En Saskatchewan, le gouvernement a élaboré une politique globale pour les enfants. Sept ou huit ministères disent qu'ils travaillent ensemble. Je n'ai pas encore vu les résultats de cette initiative, mais il me semble que là aussi il y a une volonté de faire quelque chose. Le premier ministre vient de remanier son cabinet, et je ne sais donc pas ce qui va se produire maintenant.

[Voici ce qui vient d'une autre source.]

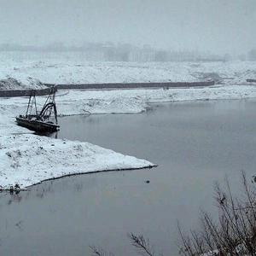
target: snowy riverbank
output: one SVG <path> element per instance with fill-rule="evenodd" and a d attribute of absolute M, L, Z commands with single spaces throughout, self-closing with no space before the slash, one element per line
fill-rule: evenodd
<path fill-rule="evenodd" d="M 46 84 L 196 82 L 247 84 L 256 61 L 109 62 L 86 61 L 78 53 L 0 53 L 0 79 L 27 77 Z"/>
<path fill-rule="evenodd" d="M 141 113 L 150 102 L 247 99 L 256 97 L 256 86 L 224 85 L 207 88 L 60 90 L 56 103 L 60 115 Z M 15 123 L 26 112 L 27 97 L 0 101 L 0 185 L 21 187 L 49 178 L 98 171 L 137 169 L 154 164 L 86 143 L 38 137 Z M 38 107 L 45 96 L 37 98 Z M 25 134 L 20 134 L 25 133 Z"/>

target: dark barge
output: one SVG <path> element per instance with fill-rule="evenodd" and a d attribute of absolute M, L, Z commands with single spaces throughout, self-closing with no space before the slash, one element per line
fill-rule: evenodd
<path fill-rule="evenodd" d="M 42 109 L 38 111 L 36 90 L 32 90 L 25 115 L 16 117 L 16 123 L 20 126 L 44 133 L 55 132 L 60 129 L 57 120 L 57 109 L 55 101 L 55 88 L 52 88 Z M 34 113 L 32 113 L 34 111 Z"/>

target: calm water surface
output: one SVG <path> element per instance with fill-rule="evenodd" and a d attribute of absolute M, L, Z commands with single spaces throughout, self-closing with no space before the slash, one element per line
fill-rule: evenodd
<path fill-rule="evenodd" d="M 239 191 L 241 170 L 256 173 L 255 110 L 255 101 L 197 102 L 155 104 L 142 114 L 60 119 L 59 138 L 159 166 L 0 194 L 0 255 L 90 255 L 91 245 L 136 255 L 128 232 L 144 234 L 160 253 L 177 255 L 177 220 L 196 227 L 201 208 L 216 213 L 214 181 L 228 175 Z"/>

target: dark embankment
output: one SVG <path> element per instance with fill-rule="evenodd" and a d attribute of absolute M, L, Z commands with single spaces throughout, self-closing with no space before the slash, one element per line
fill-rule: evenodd
<path fill-rule="evenodd" d="M 214 85 L 214 81 L 206 82 L 166 82 L 166 83 L 111 83 L 111 84 L 45 84 L 51 87 L 55 85 L 60 90 L 72 89 L 135 89 L 135 88 L 168 88 L 168 87 L 198 87 Z"/>
<path fill-rule="evenodd" d="M 57 89 L 55 89 L 57 90 Z M 36 96 L 49 95 L 52 90 L 51 87 L 38 89 L 38 90 L 0 90 L 0 97 L 18 97 L 18 96 L 29 96 L 32 94 Z"/>

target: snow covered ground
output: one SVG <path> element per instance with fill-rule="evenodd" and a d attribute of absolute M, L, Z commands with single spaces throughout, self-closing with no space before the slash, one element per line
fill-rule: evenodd
<path fill-rule="evenodd" d="M 256 97 L 256 86 L 244 82 L 246 79 L 255 78 L 254 62 L 99 63 L 55 59 L 19 61 L 3 58 L 0 63 L 0 79 L 7 79 L 0 82 L 0 87 L 2 84 L 2 88 L 7 89 L 41 88 L 42 84 L 37 79 L 44 83 L 75 84 L 214 79 L 225 84 L 169 90 L 60 90 L 56 95 L 60 115 L 88 112 L 141 113 L 149 103 L 156 102 Z M 10 78 L 18 80 L 14 82 Z M 38 96 L 37 101 L 42 106 L 45 96 Z M 26 112 L 26 97 L 0 98 L 0 186 L 3 189 L 16 183 L 27 187 L 69 174 L 154 166 L 147 160 L 90 143 L 32 135 L 15 124 L 15 117 Z"/>
<path fill-rule="evenodd" d="M 224 85 L 190 89 L 60 90 L 56 103 L 60 115 L 140 113 L 150 102 L 256 97 L 256 86 Z M 38 107 L 45 96 L 38 97 Z M 24 113 L 27 97 L 0 100 L 0 185 L 16 183 L 22 187 L 69 174 L 132 169 L 154 165 L 109 149 L 80 142 L 38 137 L 15 124 Z M 20 134 L 25 133 L 25 134 Z"/>
<path fill-rule="evenodd" d="M 90 143 L 32 134 L 1 136 L 0 148 L 3 189 L 15 183 L 24 188 L 65 175 L 154 166 Z"/>
<path fill-rule="evenodd" d="M 189 82 L 213 79 L 247 84 L 256 78 L 255 61 L 108 62 L 87 61 L 83 53 L 0 53 L 0 79 L 27 77 L 49 84 Z"/>

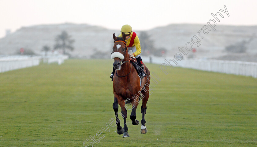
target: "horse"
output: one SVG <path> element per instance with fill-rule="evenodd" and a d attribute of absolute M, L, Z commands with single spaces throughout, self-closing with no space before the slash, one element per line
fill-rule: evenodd
<path fill-rule="evenodd" d="M 114 102 L 113 108 L 116 117 L 117 133 L 118 134 L 123 134 L 122 137 L 124 138 L 129 137 L 126 122 L 127 111 L 126 108 L 131 109 L 131 108 L 128 108 L 126 104 L 130 104 L 133 106 L 130 119 L 132 125 L 137 125 L 139 124 L 139 121 L 136 119 L 136 110 L 138 103 L 141 99 L 142 103 L 141 108 L 142 119 L 140 132 L 142 134 L 147 132 L 145 125 L 145 115 L 146 113 L 146 103 L 149 97 L 150 76 L 150 71 L 143 63 L 144 72 L 147 73 L 147 76 L 140 79 L 138 76 L 136 69 L 132 67 L 130 62 L 132 58 L 129 57 L 126 44 L 126 35 L 124 34 L 123 36 L 123 37 L 117 37 L 115 33 L 113 34 L 114 45 L 111 58 L 114 60 L 113 65 L 116 69 L 113 78 Z M 121 126 L 121 122 L 118 116 L 119 105 L 121 108 L 121 114 L 124 120 L 123 128 Z"/>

Pour toutes les mauvaises raisons, il se peut qu'il y ait des résultats positifs en Alberta aussi, car on a dit aux ministères de privatiser et de confier les soins des enfants au secteur privé. Nous ne pouvons pas en prévoir les résultats, car ils pourraient être positifs dans certaines collectivités si les autorités locales peuvent faire la planification. Le gouvernement dit permettre aux collectivités de faire la planification, mais malheureusement les ministères de la Justice, de l'Éducation et de la Santé n'y participent pas. Ce ne sont que les services communautaires et sociaux qui y participent.
Je vous conseille donc de regarder ce qu'on fait au Manitoba pour voir si le monsieur en question réussit, et de regarder aussi le nord de l'Ontario pour voir ce qu'on y fait. On semble faire du bon travail dans certaines de ces collectivités, et je peux vous dire avec qui vous devriez vous entretenir.
Mme Barnes: Je vais peut-être voyager à titre personnel pendant le congé de Noël à la recherche de ces endroits-là. Si vous avez une liste, veuillez nous la faire parvenir. Vous pouvez me l'envoyer directement mais je vous demande de l'envoyer également au greffier pour qu'il puisse la communiquer aux autres.
Mme Scarth: Oui.
Le président: Merci, madame Barnes.
J'aimerais faire une observation personnelle au sujet des camps d'entraînement. J'ai l'impression que le but cherché par ce camp de genre militaire est de mater une personne, ce qui explique pourquoi les forces armées sont comme elles sont. C'est qu'on détruit le caractère d'une personne pour ensuite le refaçonner comme on le désire, c'est-à-dire pour en faire des soldats qui peuvent faire la guerre ou des policiers qui sont chargés d'appliquer les lois et ainsi de suite. Malheureusement, les camps d'entraînement détruisent le caractère des gens un point c'est tout.
Certains membres qui nous ont quitté m'ont demandé de présenter leurs excuses. Ils sont à la Chambre et, comme Mme Barnes, ils font une certaine navette. Lorsque les gens ne voient pas les députés à la Chambre, c'est parce que souvent ils siègent au comité. Lorsqu'ils ne sont pas au comité, ils sont à la Chambre.
Encore une fois, je tiens à vous remercier de votre témoignage fort intéressant.
Mme Scarth: Merci.
Le président: La séance est levée jusqu'à mardi prochain à 9 h 30.